Adaptando um conto de Branquinho da Fonseca, Edgar Pêra propõe uma visão que tem qualquer coisa de ficção científica: Caminhos Magnétykos é, afinal, um filme sobre a falsidade nas relações humanas — este texto foi publicado no Diário de Notícias (3 Outubro).
O novo filme de Edgar Pêra inspira-se em Caminhos Magnéticos, de Branquinho da Fonseca (1905-1974), um dos fundadores da revista Presença, além de figura fundamental na criação e desenvolvimento do Serviço de Bibliotecas Itinerantes da Fundação Calouste Gulbenkian. O cineasta intitulou-o Caminhos Magnétykos — assim mesmo, com assumidos “erros” de escrita. Porquê? Podemos lembrar que Edgar Pêra já explorou os mesmos “desvios” gráficos noutros momentos do seu trabalho. Mas o essencial decorre de outra dimensão. A saber: a afirmação da possibilidade de escrever/filmar o mundo à nossa volta sem obedecer à gramática oficial das narrativas audiovisuais.
Pode dizer-se que o essencial das peripécias da “história” foi preservado. Assim, também no filme se trata de contar a odisseia afectiva e o transe mental de um homem que, no dia do casamento da filha, é levado a repensar toda a sua existência e, em particular, o valor político do seu modo de ser e estar.
Desta vez, a acção passa-se num Portugal pós-25 de Abril cujo eventual realismo surge metodicamente dinamitado (por exemplo, em Lisboa, no rio Tejo, há uma Ponte... 25 de Novembro!) e o próprio anti-herói, de seu nome Raymond (Ramon no original), vem de França — é, aliás, interpretado pelo francês Dominique Pinon, figura “fetiche” do cinema de Jean-Pierre Jeunet.

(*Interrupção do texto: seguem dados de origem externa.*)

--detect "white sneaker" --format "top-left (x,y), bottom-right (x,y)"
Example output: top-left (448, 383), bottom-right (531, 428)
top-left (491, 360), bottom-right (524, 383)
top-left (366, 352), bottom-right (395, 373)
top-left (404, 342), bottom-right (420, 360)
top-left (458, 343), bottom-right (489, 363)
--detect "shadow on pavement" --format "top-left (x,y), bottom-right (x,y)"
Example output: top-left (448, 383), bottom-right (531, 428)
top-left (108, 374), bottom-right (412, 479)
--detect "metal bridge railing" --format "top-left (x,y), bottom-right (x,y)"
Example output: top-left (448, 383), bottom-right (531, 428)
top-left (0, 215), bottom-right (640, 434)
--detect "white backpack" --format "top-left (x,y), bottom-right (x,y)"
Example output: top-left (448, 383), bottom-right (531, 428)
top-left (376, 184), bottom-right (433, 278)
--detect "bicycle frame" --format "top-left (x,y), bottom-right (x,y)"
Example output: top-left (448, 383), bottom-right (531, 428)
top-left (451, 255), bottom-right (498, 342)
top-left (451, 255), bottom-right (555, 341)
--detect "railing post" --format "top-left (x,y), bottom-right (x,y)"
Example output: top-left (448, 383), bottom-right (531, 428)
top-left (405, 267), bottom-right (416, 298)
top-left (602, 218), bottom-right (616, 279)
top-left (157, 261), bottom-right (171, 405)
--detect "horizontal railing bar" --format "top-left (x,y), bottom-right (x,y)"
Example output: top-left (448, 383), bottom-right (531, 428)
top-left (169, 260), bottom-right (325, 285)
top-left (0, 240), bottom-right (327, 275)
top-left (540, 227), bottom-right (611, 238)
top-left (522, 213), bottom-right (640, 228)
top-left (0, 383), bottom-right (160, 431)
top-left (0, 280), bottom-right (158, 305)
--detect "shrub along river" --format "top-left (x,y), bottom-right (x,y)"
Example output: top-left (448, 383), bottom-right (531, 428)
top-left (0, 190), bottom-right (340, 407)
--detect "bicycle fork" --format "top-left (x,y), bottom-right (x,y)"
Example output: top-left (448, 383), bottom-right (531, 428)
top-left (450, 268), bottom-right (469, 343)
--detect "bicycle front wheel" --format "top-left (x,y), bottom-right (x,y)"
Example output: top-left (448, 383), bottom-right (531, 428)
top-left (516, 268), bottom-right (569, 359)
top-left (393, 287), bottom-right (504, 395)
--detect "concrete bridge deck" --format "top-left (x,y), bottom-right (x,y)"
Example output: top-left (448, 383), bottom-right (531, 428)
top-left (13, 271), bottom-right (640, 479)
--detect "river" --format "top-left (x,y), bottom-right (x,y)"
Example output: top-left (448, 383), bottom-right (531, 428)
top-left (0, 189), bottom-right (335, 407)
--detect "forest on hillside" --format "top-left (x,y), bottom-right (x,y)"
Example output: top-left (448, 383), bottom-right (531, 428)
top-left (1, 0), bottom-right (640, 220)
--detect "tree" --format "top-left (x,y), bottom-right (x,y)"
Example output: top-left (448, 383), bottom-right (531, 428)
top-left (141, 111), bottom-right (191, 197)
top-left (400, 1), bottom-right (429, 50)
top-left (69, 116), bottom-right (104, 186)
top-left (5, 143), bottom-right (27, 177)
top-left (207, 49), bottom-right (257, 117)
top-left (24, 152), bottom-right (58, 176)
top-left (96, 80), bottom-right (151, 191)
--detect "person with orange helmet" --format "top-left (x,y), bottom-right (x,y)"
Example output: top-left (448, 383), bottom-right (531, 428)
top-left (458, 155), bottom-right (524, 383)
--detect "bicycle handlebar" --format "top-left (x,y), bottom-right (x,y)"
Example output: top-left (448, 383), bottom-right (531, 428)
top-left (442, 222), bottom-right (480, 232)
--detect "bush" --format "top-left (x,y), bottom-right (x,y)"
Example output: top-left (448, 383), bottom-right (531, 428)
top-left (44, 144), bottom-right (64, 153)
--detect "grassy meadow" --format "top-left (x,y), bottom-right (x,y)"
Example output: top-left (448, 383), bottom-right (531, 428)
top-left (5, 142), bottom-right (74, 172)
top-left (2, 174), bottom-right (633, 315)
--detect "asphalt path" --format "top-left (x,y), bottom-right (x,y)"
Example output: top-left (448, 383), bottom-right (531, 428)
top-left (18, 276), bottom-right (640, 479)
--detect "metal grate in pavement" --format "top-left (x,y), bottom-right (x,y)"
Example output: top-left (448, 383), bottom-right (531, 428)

Provavelmente, Caminhos Magnétykos, tal como, em boa verdade, toda a obra de Edgar Pêra, suscitará um pensamento hesitante: no seu delírio visual e sonoro, será que este é um cinema construído “contra” o espectador? No limite, creio que haverá tantas respostas possíveis quantos os espectadores. Seja como for, importa sublinhar o valor que decorre de tal interrogação: este é um cinema que não desiste de questionar cada indivíduo sobre o que significa, face a um ecrã, ser espectador.
Instrumento fundamental para tal “démarche” ética e estética é a sedutora ambivalência narrativa que percorre todo o filme. Com as suas imagens de cores densas (magnificamente trabalhadas pela direcção fotográfica de Jorge Quintela), Caminhos Magnétykos possui qualquer coisa de vertigem de ficção científica, sugerindo a iminência de algum evento apocalíptico; ao mesmo tempo, tudo isso acontece num espaço e num tempo que não podemos deixar de reconhecer como visceralmente portugueses.
Encontramos, assim, aguerridas caricaturas dos poderes político e económico que, em qualquer caso, não anulam a dimensão utópica que (ainda) move as personagens mais cândidas. Talvez seja esse o tema mais primitivo que contamina todas as experiências formais de Edgar Pêra: para lá da fealdade que parasita muitas relações humanas, talvez ainda haja uma réstea de inocência que podemos preservar. Onde? Na singeleza de alguns gestos, na verdade de alguns olhares. Acreditemos ou não nessa possibilidade, a sua formulação envolve um genuíno desejo de cinema.